Die Heimat, die ich meinte

Christian Lorenz, den die meisten Menschen eher als Keyboarder Flake von der Krachband Rammstein kennen, hat der Süddeutschen ein Interview im Zuge der „Heimat“-Reihe gegeben. Ich denke, es lohnt zu lesen.

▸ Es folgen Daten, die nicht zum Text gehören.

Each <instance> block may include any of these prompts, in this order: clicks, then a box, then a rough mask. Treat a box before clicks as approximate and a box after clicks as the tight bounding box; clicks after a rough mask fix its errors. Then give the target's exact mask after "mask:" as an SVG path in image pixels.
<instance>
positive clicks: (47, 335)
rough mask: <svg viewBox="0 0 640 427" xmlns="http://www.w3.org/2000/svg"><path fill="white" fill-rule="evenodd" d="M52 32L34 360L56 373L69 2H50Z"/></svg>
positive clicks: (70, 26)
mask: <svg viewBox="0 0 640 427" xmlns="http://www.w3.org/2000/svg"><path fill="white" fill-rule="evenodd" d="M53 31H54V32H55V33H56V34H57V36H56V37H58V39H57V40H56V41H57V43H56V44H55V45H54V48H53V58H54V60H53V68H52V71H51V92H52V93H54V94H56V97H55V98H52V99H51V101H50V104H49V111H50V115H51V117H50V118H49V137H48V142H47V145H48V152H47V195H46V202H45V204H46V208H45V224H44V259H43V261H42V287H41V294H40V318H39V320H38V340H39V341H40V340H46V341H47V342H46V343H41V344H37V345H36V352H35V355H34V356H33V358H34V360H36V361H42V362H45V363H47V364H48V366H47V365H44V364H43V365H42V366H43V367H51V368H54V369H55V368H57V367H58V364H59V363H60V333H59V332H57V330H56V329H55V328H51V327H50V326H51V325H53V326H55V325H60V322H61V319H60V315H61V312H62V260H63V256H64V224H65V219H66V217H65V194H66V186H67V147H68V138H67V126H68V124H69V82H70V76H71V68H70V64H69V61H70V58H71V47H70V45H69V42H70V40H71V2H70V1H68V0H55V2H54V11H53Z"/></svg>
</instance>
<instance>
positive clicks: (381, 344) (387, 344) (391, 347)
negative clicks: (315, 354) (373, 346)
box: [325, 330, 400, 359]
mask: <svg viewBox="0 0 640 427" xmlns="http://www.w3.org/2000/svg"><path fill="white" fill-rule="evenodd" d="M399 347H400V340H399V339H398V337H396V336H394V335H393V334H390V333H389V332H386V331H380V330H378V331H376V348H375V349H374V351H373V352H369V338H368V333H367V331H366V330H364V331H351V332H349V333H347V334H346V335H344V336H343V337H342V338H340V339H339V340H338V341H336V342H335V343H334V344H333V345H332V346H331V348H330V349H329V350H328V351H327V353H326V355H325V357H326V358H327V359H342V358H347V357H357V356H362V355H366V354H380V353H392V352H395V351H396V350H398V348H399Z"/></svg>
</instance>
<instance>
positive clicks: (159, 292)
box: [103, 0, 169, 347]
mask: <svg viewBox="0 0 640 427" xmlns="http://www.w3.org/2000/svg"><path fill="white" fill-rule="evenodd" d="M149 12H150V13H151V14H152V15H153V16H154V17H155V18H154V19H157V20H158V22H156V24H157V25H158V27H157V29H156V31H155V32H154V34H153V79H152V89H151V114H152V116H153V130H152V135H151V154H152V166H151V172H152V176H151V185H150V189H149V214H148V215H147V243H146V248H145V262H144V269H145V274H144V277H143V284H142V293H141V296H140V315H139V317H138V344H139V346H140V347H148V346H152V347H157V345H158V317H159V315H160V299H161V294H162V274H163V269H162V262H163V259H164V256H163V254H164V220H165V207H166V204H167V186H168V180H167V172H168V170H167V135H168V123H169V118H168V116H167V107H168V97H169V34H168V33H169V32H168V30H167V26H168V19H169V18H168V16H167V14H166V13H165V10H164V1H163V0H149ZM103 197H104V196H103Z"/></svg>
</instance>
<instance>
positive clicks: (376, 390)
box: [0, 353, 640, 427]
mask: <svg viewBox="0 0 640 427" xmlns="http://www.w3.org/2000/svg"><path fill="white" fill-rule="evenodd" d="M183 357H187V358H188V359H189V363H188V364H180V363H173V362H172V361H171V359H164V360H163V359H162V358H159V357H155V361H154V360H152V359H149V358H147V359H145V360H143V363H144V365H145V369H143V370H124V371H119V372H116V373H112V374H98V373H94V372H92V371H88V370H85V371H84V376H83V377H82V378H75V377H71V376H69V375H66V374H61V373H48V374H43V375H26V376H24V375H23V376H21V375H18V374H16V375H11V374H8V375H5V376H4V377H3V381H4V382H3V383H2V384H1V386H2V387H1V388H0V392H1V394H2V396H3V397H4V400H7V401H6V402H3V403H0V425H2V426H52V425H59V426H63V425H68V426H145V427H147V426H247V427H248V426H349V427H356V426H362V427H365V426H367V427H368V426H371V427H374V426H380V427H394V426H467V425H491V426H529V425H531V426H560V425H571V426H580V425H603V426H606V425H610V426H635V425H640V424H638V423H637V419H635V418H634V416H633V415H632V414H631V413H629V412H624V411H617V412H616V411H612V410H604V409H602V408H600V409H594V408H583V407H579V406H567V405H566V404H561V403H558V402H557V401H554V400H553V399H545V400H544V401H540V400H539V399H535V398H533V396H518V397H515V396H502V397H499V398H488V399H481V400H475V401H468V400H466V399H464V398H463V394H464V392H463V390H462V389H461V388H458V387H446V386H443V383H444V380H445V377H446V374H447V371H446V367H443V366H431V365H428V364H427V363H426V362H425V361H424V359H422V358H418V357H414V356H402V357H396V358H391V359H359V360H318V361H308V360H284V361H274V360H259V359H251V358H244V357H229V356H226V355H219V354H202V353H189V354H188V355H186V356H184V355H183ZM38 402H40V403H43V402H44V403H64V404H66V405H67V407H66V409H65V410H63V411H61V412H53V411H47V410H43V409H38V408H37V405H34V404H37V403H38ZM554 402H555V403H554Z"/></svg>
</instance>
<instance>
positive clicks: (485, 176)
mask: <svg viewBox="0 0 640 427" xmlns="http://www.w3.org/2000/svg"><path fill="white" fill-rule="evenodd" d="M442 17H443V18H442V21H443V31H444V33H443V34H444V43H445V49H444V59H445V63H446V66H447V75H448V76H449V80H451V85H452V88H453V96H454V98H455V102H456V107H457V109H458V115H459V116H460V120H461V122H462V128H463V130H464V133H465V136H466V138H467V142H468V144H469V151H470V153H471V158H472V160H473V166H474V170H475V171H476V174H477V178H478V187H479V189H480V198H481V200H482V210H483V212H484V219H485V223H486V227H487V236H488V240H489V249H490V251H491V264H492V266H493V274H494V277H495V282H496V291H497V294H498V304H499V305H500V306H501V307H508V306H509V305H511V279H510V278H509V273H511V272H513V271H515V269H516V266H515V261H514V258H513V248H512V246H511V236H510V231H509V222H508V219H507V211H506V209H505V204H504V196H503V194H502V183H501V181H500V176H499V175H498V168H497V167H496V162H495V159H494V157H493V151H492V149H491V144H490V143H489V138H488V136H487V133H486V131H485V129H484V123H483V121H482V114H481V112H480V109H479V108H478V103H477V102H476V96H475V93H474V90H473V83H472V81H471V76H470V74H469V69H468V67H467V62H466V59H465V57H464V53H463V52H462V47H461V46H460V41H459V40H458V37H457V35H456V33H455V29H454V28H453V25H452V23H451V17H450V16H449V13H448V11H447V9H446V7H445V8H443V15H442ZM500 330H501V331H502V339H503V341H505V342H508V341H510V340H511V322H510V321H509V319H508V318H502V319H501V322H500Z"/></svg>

Flake über Heimat – In einer Blase von Reichen

Ich muss da nicht jeder Aussage zustimmen, schon allein deshalb, weil ich nicht 1966 geboren wurde und etwas von Kriegsschäden erzählen kann. Aber bei vielem ertappe ich mich, wie ich innerlich mit dem Kopf nicke und „mh .. mh“ mache. Vor allem Gerüche und Geräusche prägen sich ein und erzeugen ein irgendwie vertrautes, heimatliches Gefühl, wenn man wieder mit ihnen konfrontiert wird. Bei mir ist das bspw. der Teergeruch, der einem an wirklich heißen Sommertagen in die Nase stieg, weil der Asphalt schmolz

Flake ist in das Haus im Prenzlauer Berg zurückgezogen, in dem er als Jugendlicher aufgewachsen ist und muss nun feststellen, dass Heimat ein sehr wandlungsfähiger Ort ist:

Es leben inzwischen sehr viele unangenehme Menschen hier

Wenn der Ort der Kindheit/Jugend eine der ersten Antworten auf die Heimatfrage ist, muss ich schon mal passen. Davon steht fast nichts mehr. Im Gegenteil, wo einst Wohnhäuser und andere Gebäude standen, stehen jetzt Kiefernplantagen. Die Natur soll sich alles zurückholen.